Para distinguir entre la sustancia operativa real y la fachada, es necesario ir más allá de los titulares y aplicar la prueba con el nivel adecuado de detalle. Un proveedor con operaciones globales rara vez encaja claramente en uno u otro patrón en todos sus productos y segmentos de clientes. El mismo proveedor puede tener una filial operativa con gran sustancia para una configuración específica del producto —normalmente la variante de implementación diseñada para clientes sensibles a cuestiones de soberanía en una jurisdicción concreta—, mientras que gestiona otras líneas de productos a través de operaciones más convencionales dirigidas por la empresa matriz. Por lo tanto, la prueba de «sustancia rica» frente a «sustancia escasa» resulta más útil a nivel de la configuración de implementación específica que se está adquiriendo, y no a nivel del proveedor como marca global. Preguntar «¿Es este proveedor soberano?» ofrece respuestas menos útiles que plantear dos preguntas más concretas de forma sucesiva: «¿Permite la jurisdicción de la empresa matriz que esta configuración cumpla los requisitos legales mínimos?» y, solo entonces, «¿Está la configuración de implementación específica que estamos adquiriendo, con la entidad operativa concreta que la proporcionará, estructurada para un funcionamiento con «sustancia» en nuestra jurisdicción?»
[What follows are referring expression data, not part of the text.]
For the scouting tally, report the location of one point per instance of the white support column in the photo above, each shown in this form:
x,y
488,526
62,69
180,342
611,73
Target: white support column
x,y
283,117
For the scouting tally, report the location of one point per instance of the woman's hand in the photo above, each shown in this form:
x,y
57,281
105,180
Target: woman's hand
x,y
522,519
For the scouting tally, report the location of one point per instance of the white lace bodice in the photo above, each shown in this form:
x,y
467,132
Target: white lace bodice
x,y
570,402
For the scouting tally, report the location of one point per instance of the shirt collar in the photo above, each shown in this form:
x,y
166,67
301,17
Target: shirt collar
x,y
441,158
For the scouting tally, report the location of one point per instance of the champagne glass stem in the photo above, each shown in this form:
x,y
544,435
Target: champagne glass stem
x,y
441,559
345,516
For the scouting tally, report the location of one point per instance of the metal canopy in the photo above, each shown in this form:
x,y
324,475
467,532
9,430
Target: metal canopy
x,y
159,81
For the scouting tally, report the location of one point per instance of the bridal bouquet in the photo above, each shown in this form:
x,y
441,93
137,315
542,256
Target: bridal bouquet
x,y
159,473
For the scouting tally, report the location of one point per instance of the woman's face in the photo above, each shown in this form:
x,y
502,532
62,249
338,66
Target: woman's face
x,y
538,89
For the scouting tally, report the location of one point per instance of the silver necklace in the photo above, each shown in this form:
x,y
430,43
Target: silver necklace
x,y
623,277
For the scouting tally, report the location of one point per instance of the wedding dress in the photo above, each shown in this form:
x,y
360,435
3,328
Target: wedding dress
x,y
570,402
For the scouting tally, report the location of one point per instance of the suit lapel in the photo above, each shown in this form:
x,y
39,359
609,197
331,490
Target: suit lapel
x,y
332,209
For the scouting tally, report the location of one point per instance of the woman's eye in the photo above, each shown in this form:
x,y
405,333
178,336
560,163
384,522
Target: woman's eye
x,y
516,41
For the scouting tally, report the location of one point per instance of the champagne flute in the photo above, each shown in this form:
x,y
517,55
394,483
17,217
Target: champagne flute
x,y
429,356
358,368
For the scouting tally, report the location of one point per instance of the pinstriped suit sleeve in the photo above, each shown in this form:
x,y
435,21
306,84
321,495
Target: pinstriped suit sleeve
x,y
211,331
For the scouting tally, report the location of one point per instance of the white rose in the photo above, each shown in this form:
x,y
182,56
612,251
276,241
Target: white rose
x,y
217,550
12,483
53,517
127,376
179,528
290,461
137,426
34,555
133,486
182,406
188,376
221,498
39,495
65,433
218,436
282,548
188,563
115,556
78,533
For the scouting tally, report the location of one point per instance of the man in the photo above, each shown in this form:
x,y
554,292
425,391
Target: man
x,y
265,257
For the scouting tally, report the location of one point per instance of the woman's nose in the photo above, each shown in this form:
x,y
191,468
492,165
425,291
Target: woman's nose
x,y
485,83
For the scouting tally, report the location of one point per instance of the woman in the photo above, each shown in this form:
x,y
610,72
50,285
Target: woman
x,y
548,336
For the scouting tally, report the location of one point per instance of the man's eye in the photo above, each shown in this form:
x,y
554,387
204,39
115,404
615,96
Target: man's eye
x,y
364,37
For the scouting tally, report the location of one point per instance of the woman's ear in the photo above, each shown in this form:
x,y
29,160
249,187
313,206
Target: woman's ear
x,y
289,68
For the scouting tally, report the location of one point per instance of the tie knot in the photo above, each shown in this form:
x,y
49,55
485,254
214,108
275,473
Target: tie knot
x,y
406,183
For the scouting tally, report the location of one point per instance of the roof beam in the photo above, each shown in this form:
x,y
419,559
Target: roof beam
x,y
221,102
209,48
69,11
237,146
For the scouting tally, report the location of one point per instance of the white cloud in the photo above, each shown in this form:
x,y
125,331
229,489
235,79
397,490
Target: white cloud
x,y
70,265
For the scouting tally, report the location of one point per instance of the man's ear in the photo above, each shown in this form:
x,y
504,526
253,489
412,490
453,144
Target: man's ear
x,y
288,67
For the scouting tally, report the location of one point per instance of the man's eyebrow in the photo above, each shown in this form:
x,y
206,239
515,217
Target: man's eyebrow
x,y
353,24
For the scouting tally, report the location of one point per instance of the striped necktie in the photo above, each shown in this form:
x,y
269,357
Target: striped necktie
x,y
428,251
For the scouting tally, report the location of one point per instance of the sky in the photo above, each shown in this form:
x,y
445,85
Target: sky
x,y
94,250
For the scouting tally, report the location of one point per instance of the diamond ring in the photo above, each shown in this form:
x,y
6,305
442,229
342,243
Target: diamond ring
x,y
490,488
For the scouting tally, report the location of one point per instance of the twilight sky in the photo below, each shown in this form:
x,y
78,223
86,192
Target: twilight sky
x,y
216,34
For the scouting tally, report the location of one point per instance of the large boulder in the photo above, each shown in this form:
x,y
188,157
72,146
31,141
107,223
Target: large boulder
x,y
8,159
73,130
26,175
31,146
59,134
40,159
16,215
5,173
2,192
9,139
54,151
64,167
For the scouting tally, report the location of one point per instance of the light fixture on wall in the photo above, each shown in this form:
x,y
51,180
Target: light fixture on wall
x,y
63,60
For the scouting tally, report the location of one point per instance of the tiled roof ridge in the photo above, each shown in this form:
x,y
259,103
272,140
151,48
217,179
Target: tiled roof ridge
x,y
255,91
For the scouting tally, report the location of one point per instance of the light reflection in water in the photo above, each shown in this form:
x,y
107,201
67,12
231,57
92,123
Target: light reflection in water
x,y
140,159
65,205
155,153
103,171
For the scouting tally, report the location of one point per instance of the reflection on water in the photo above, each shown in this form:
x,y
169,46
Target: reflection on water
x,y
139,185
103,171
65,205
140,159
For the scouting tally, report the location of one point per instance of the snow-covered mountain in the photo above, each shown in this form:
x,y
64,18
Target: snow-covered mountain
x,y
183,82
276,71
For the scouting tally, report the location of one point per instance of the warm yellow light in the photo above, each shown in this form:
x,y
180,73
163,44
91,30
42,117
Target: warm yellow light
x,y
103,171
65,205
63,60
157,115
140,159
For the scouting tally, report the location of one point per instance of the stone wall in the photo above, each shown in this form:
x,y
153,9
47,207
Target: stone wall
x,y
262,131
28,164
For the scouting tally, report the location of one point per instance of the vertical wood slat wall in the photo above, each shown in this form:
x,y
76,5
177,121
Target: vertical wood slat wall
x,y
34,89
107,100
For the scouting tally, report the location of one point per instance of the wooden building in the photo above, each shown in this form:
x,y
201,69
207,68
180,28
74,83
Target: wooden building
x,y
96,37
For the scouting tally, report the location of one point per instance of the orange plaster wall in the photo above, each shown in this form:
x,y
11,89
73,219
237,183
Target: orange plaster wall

Empieza por la jurisdicción. A continuación, evalúa las operaciones.
¿Cuál es la jurisdicción de la sociedad matriz? ¿Y esa jurisdicción expone a la sociedad matriz a medidas coercitivas por parte de una autoridad ajena a la jurisdicción del propio cliente?
¿Quién contrata a los ingenieros que escriben el código que se incluye en esta configuración de implementación concreta?
¿Dónde se ejecuta el proceso de compilación de esta configuración y quién tiene acceso a él?
¿De dónde proceden los canales de actualización para esta configuración y quién toma las decisiones sobre los lanzamientos?
Si la empresa matriz no estuviera disponible, ¿podría la entidad operativa local seguir prestando el servicio a los clientes con esta configuración?
Cuando la jurisdicción de la empresa matriz es ajena al cliente, el fundamento jurídico se viene abajo, independientemente de cómo se resuelvan las cuestiones operativas. La sustancia construida sobre una base jurídica no soberana no alcanza la soberanía para ese cliente, sino que es solo una fachada más creíble. Cuando la jurisdicción de la empresa matriz es aceptable para el marco del cliente y las respuestas operativas apuntan a la entidad operativa local como la sustancia operativa, la soberanía es real para esa configuración. Cuando la jurisdicción de la empresa matriz es aceptable, pero las respuestas operativas apuntan de nuevo a la empresa matriz, la reivindicación de soberanía es una capa de marketing, independientemente de cómo se presente la estructura contractual.